Section 1102 authorizes the GAO to audit the Fed’s future use of emergency lending programs, but the audit cannot be released to the public until one year after the emergency facility is terminated.
Section 1103 requires the Fed to publicly disclose certain information regarding its emergency lending programs and other operations, but not until a delayed release date. Prior to this date, the information is protected from release under FOIA Exemption 3. A provision introduced by Senator Patrick Leahy (D-VT) requires the Fed’s Inspector General to study this FOIA Exemption to determine its impact on public access to information regarding the Fed’s emergency lending programs and other activities.

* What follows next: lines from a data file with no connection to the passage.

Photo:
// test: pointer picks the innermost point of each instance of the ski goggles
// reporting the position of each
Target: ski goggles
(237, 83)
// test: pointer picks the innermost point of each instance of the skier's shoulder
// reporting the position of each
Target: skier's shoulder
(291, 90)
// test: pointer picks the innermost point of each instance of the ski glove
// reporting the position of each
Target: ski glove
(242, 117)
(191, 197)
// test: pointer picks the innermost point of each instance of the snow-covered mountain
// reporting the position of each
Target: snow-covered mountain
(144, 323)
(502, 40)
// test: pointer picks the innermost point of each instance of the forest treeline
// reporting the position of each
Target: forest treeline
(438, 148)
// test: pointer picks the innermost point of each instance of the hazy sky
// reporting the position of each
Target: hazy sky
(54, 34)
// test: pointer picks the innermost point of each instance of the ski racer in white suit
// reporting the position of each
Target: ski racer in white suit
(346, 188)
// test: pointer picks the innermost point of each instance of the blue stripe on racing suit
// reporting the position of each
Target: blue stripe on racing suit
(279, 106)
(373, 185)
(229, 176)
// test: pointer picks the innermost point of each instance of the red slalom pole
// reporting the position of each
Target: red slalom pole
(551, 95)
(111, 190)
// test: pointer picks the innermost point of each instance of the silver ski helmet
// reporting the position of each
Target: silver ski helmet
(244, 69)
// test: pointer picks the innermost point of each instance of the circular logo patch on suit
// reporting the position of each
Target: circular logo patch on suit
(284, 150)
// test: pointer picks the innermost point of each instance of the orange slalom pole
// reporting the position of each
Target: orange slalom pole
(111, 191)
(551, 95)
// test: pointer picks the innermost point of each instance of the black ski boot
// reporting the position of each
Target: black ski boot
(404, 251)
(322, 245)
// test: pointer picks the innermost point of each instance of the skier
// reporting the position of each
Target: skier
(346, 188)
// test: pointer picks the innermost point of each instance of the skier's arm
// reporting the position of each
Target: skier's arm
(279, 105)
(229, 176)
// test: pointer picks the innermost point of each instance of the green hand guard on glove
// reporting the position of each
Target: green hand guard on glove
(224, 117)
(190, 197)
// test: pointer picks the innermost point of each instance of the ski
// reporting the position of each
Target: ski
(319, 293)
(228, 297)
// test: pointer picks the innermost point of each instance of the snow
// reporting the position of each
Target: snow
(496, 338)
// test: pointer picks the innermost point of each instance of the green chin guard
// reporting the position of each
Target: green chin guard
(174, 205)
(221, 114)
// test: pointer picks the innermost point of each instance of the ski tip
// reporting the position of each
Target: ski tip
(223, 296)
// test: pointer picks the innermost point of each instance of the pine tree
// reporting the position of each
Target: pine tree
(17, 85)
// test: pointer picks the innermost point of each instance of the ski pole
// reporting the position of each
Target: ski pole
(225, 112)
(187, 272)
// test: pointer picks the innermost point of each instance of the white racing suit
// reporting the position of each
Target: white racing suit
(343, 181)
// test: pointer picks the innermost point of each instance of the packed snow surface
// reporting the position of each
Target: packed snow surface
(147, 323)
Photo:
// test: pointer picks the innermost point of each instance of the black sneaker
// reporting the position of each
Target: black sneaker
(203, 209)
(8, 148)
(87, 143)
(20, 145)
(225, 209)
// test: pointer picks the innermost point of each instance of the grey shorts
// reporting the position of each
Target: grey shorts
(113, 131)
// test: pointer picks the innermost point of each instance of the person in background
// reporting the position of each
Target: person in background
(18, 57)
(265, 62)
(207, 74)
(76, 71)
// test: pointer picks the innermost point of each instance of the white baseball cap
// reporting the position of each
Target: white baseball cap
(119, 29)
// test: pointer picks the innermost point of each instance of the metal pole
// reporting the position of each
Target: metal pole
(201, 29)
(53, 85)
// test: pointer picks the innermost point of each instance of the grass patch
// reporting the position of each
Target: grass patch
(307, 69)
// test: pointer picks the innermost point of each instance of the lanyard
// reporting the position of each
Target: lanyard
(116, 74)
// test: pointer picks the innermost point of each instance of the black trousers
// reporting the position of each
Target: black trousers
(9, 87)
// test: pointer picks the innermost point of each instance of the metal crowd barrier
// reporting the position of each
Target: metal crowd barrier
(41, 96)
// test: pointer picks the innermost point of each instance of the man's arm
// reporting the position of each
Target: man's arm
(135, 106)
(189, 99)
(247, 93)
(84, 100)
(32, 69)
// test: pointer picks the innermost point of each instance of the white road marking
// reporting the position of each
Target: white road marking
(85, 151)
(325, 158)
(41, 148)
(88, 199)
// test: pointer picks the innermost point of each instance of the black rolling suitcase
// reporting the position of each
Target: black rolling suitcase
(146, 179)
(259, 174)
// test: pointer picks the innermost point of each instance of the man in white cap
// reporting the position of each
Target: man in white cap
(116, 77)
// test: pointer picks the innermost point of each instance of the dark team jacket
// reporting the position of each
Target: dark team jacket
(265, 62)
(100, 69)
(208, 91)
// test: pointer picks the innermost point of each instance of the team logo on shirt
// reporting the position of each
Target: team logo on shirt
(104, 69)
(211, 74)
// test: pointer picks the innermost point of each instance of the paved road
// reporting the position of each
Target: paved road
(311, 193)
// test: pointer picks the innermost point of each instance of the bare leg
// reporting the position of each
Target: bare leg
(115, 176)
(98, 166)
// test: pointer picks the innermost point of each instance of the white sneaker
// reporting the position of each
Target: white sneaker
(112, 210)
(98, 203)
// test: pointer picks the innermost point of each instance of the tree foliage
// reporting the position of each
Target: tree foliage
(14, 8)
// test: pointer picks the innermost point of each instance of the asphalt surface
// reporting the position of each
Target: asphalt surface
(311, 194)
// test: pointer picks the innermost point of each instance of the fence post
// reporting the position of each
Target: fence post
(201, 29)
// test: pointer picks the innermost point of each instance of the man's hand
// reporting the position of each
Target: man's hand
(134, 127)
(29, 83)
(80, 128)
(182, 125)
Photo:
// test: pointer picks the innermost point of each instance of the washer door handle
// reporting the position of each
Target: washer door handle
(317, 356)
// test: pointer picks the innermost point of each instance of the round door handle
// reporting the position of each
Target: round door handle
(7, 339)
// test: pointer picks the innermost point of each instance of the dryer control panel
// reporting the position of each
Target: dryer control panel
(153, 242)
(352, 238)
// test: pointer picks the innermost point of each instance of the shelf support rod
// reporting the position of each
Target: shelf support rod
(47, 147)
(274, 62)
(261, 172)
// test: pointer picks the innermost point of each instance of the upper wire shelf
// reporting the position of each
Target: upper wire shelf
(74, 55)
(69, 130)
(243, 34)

Finally, Section 1109 requires the GAO to conduct an audit of Federal Reserve Bank governance, focusing on issues such as the potential conflicts of interest that can arise when FRB directors are elected by member banks. The GAO is expected to release this report sometime next month.
Expanded Transparency Measures
Representative Ron Paul (R-TX) has repeatedly introduced legislation calling for a full audit of the Fed, but this legislation was rejected in favor of the scaled-back Dodd-Frank provisions. Earlier this year, Rep. Paul and his son, Senator Rand Paul (R-KY), introduced similar legislation to require a more comprehensive audit of the Fed, including an examination of its monetary policy decisions and its lending to foreign banks.
Legislation requiring a full audit of the Fed has garnered remarkable bipartisan (or transpartisan) support from a wide coalition of groups including POGO. As the Fed continues to play a central role in the government’s economic recovery efforts, we urge Congress to require even greater disclosure of the Fed's policy decisions by passing the "Federal Reserve Transparency Act" (S. 202 / H.R. 1496) introduced by the Congressmen Paul.
Michael Smallberg is a POGO Investigator.